“You don’t really have many friends, do you?” my boyfriend asks.
“That’s not true, I have lots of friends!” I protest.
“Internet friends don’t count,” he replies.
This was a common opinion fifteen years ago, when the general public was first becoming aware of the Internet. Back then, if you made friends online, you were considered very strange, or perhaps even antisocial. Even nowadays, a lot of people still believe that it is impossible to form any kind of lasting friendship with someone whom you’ve never met in person. Yet millions of people go online everyday to catch up with people across the world, people they may never get the chance to see in the flesh. Over time they get more familiar with each other, and form many of the same bonds as people who see each other on a regular basis. So is it fair to say that the people you associate with online don’t count as “real” friends?
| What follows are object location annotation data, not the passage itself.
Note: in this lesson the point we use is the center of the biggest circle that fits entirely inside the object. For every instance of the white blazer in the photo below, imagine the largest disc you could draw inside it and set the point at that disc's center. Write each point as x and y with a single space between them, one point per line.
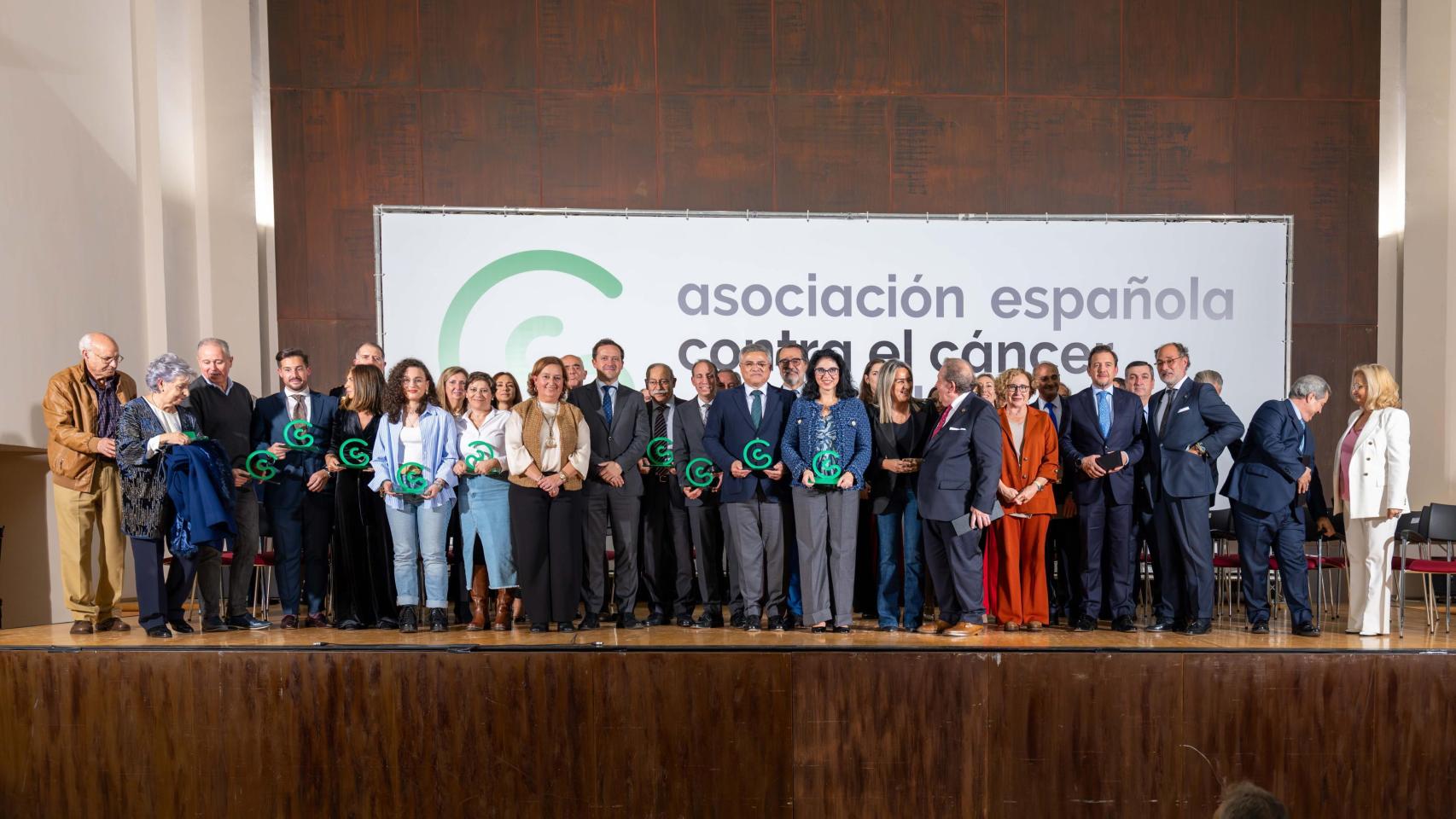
1379 466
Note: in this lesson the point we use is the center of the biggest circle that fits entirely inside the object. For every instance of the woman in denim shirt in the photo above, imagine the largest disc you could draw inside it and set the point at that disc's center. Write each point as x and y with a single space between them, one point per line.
827 416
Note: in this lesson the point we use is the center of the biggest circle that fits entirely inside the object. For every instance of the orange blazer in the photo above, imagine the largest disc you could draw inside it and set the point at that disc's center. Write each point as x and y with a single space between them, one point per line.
1039 458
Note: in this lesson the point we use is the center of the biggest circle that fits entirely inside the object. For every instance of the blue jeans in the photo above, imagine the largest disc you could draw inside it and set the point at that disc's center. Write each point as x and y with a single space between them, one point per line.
900 530
420 531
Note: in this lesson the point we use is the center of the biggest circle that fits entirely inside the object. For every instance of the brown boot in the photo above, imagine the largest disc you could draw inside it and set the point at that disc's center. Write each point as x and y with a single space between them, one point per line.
503 610
478 602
There is an argument that in many ways, Internet friends have a chance to be closer than “normal” friends. There’s something about reducing a friendship to words that can help build very strong ties. There are no judgments on looks or personal quirks; there’s only the other person’s thoughts and ideas from which to form opinions. Far from being convoluted, it is actually a very pure and simple way to get to know someone from the inside out, and that can be a wonderful thing. For instance, I know a girl who meets her “real friends” every week for softball practice, but when I ask her questions about those people, it turns out she doesn’t know anything about who they really are. If you ask me how one of my Internet friends feels about a specific issue or current event, chances are we’ve talked about it before and I know the answer to that question. So which friendship is more real — seeing someone regularly and not really knowing them, or knowing someone without seeing them?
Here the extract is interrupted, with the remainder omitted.